Entering edit mode
6.3 years ago
Biologist
▴
290
From this Research paper Table1 Association of RAD51-AS1 expression with clinicopathological features of EOC patients I see that p-value
is calculated based on Chi-square test.
Age Low-RAD51-AS1 High-RAD51-AS1 P-value
<50 25 (38.5) 17 (26.6) 0.149
≥50 40 (61.5) 47 (73.4)
For the Variable Age the p-value
is 0.149
But when I calculated it gave a different value.

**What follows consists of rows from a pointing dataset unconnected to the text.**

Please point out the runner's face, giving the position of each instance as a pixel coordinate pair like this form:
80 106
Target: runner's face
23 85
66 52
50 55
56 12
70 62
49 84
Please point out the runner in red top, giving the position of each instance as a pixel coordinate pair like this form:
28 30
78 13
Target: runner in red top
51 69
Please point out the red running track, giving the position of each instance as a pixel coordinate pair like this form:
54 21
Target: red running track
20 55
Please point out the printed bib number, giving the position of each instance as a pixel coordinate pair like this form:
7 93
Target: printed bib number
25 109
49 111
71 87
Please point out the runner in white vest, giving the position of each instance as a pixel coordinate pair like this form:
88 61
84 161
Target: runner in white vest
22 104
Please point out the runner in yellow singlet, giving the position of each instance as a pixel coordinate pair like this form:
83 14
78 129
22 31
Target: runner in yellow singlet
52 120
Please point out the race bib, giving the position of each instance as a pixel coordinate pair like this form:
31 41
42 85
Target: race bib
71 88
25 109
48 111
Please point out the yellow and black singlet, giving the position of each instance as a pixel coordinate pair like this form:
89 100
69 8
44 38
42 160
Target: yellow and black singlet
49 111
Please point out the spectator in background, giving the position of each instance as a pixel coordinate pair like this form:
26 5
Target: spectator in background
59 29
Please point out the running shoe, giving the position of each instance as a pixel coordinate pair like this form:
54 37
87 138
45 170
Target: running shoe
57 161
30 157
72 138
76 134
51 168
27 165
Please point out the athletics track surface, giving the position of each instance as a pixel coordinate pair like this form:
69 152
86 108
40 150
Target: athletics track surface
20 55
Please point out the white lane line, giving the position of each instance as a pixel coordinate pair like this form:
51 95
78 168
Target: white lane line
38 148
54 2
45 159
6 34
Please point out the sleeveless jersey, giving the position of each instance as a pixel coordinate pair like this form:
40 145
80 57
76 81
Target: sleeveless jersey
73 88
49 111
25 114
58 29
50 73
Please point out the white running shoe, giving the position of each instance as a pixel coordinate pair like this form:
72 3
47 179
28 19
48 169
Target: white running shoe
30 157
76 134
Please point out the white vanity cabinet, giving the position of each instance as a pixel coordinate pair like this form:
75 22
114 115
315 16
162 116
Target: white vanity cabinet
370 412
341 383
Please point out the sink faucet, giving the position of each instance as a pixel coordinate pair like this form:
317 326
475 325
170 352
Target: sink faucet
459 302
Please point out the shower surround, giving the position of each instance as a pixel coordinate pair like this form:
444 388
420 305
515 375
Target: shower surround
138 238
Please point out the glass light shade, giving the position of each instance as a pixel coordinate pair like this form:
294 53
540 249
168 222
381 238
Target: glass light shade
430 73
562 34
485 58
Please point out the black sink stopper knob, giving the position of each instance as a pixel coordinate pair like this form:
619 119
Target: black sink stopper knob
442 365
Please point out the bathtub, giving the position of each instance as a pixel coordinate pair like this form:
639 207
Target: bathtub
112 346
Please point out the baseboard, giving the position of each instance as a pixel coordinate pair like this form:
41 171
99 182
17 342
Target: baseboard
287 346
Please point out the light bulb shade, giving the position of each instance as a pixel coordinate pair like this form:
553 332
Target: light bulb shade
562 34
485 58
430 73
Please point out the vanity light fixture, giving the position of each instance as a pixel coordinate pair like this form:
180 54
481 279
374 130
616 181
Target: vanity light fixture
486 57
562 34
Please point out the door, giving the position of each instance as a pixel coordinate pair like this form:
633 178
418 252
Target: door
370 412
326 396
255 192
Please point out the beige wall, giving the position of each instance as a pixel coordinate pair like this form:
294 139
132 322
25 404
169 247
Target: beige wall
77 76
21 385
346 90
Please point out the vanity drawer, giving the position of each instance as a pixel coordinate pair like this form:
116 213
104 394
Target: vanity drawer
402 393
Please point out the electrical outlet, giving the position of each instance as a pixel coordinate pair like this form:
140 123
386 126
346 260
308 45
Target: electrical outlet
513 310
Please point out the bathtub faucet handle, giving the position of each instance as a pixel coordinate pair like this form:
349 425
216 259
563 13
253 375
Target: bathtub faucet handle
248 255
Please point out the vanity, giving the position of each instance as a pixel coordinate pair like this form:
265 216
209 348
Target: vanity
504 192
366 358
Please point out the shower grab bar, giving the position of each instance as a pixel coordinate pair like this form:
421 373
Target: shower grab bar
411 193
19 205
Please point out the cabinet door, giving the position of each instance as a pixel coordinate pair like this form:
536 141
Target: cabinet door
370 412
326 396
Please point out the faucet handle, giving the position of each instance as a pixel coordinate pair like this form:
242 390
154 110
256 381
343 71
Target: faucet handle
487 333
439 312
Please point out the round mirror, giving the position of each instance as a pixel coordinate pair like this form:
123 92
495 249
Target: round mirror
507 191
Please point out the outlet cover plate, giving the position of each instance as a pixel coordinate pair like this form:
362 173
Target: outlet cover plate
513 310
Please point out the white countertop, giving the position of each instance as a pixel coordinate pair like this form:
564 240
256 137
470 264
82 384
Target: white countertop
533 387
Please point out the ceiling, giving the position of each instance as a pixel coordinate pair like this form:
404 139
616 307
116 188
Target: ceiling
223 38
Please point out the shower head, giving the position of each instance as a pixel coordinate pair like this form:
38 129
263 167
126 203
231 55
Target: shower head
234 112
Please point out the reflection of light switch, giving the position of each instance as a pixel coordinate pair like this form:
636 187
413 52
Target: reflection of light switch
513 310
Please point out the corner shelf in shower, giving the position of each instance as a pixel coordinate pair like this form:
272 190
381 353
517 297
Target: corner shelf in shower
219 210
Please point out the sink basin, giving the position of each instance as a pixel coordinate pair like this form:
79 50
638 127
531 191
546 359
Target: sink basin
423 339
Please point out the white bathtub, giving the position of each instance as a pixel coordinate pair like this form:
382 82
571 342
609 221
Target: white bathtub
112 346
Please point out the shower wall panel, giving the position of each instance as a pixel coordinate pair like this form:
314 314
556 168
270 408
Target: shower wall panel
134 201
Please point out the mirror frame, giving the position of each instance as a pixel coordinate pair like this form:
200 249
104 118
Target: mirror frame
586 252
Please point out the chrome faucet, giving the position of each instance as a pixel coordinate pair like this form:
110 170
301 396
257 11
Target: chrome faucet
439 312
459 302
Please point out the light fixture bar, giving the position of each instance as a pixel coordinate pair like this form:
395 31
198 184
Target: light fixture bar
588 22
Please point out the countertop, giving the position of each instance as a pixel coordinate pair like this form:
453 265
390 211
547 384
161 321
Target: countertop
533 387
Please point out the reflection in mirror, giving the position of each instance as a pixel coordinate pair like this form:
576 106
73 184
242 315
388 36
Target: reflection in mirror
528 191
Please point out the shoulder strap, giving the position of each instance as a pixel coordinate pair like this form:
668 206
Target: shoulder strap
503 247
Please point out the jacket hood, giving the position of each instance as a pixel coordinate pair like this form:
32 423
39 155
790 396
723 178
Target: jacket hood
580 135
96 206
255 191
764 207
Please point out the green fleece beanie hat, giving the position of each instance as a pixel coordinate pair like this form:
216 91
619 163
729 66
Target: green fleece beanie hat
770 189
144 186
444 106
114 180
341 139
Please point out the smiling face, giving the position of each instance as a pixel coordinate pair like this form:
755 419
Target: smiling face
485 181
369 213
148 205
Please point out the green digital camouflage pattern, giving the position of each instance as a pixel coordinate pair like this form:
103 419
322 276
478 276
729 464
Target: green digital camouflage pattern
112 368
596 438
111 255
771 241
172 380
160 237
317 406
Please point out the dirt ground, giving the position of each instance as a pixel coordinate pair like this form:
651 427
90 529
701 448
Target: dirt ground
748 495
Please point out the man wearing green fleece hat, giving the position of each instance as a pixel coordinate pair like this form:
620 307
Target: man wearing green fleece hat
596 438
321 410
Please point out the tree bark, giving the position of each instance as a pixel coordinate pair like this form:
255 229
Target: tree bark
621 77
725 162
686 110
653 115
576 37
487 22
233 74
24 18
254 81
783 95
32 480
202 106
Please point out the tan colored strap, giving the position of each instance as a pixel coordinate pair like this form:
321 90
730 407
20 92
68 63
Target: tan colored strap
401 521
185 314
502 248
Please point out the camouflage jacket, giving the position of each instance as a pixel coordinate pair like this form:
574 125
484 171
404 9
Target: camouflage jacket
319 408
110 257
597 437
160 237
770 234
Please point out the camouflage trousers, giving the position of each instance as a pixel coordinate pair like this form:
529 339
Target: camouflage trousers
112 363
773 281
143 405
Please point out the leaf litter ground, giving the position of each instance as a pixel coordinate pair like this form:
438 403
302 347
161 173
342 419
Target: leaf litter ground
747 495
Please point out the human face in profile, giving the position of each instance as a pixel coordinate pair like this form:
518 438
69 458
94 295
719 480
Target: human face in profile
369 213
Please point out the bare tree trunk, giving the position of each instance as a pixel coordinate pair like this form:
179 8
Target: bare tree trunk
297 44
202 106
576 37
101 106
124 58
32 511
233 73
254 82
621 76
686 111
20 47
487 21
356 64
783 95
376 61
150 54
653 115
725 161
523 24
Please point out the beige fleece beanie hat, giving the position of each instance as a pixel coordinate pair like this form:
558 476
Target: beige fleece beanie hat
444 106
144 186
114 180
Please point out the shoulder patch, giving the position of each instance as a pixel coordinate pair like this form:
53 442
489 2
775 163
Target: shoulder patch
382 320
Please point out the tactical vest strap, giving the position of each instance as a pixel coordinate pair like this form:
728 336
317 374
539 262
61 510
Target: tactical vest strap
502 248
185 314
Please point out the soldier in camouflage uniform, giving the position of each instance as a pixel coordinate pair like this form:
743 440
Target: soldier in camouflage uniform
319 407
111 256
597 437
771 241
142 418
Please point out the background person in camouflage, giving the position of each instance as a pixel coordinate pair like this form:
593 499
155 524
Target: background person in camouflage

data <- data.frame(x= c(25, 40), y=c(17, 47))
chisq.test(data, correct = T)
Pearson's Chi-squared test with Yates' continuity
correction
data: data
X-squared = 1.5728, df = 1, p-value = 0.2098
It is not only with Age even the rest all variable data also gives different p-values compared with the p-values in the Research paper.
What could be the reason for this different p-values? Did I do anything wrong?
Thank you Kevin. I would also like to know Is it wrong calculation if
correct=TRUE
. At what times it should be TRUE?My background is not pure statistics - it's biology and computer science. That said, bioinformatics overlaps into statistics and many bioinformaticians understand much statistical methodologies, myself included.
Whilst I cannot give a complete definition of continuity correction, I am aware that it is used for slightly similar reasons as performing P value adjustment in expression studies, that is, to prevent overestimation of the statistical significance. When we conduct Pearson Chi-squared test, the assumption is that the frequencies in our contingency table follow a binomial distribution, which is not often true. The continuity correction attempts to 'adjust' for this situation.
If you want to delve further into it, I suggest posting on StackExchange.